Since we have a multitude of clusters to manage for our customers, Giant Swarm is committed to using and improving the Gitops framework and it fits just right with Cluster API. We rely on the Open Source project Flux-CD to control the desired state of clusters across our customers' fleets, all orchestrated from the simplicity of a few Git repositories.

Gone are the days of clicking through the VCD UI or issuing imperative commands to deploy or manage clusters. Pull Requests (PRs) are the new cool kids on the block as the benefits are countless:

  • Tracking and versioning.
  • Peer approval process.
  • Rollback capabilities.
  • Better collaboration.
  • Unmatched flexibility and scalability.
  • And so much more.

Our Gitops framework allows our customers to create Kubernetes clusters on VMware Cloud Director by committing a few files that can be copied from existing clusters. The structure offers a base layer, to which a number of overlays can be added to customize clusters and their respective apps independently from each other.

You can find out more about this by looking at our Gitops-template repository, which contains the structure we use for both our customers and our own clusters.

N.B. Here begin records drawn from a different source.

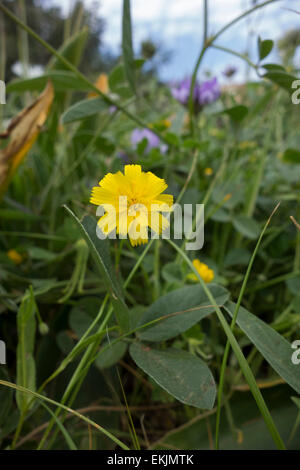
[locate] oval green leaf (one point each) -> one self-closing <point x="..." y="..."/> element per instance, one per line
<point x="181" y="374"/>
<point x="179" y="310"/>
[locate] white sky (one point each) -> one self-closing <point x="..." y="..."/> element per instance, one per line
<point x="178" y="25"/>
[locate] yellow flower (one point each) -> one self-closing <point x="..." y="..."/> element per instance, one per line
<point x="14" y="256"/>
<point x="133" y="202"/>
<point x="208" y="171"/>
<point x="205" y="272"/>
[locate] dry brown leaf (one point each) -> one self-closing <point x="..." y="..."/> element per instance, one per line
<point x="22" y="133"/>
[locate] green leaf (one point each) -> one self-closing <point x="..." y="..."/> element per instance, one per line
<point x="41" y="254"/>
<point x="61" y="80"/>
<point x="273" y="67"/>
<point x="117" y="77"/>
<point x="193" y="143"/>
<point x="127" y="45"/>
<point x="6" y="399"/>
<point x="84" y="109"/>
<point x="236" y="113"/>
<point x="181" y="374"/>
<point x="282" y="79"/>
<point x="79" y="321"/>
<point x="111" y="356"/>
<point x="246" y="226"/>
<point x="100" y="253"/>
<point x="184" y="307"/>
<point x="264" y="47"/>
<point x="26" y="326"/>
<point x="291" y="156"/>
<point x="172" y="139"/>
<point x="273" y="347"/>
<point x="15" y="214"/>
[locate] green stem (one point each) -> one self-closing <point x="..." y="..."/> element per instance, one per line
<point x="239" y="355"/>
<point x="66" y="408"/>
<point x="233" y="322"/>
<point x="78" y="74"/>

We advise all our customers, regardless of the infrastructure provider they use, to embrace GitOps for all these reasons, and so far, the feedback has been nothing but great. Through PR reviews, the customer gains peace of mind while simultaneously acquiring valuable insights when collaboration is needed for fixing or commenting.

271318433-28dd6666-1405-427d-969b-de472725e64b

Wrap up

We’ve been iterating our CAPVCD integration for a while now and it’s been a success marked by fine-tuning the deployment processes, upgrade procedures, and feature additions. Our customers are happy with the result and keep helping us improve the product through technical feedback and feature requests, which we enthusiastically welcome.

While we already have a solid production-ready way to manage Kubernetes on VMware Cloud Director, our roadmap is packed with cool enhancements that will keep our customers and ourselves on that upward development trend we’ve been riding for the past year and a half.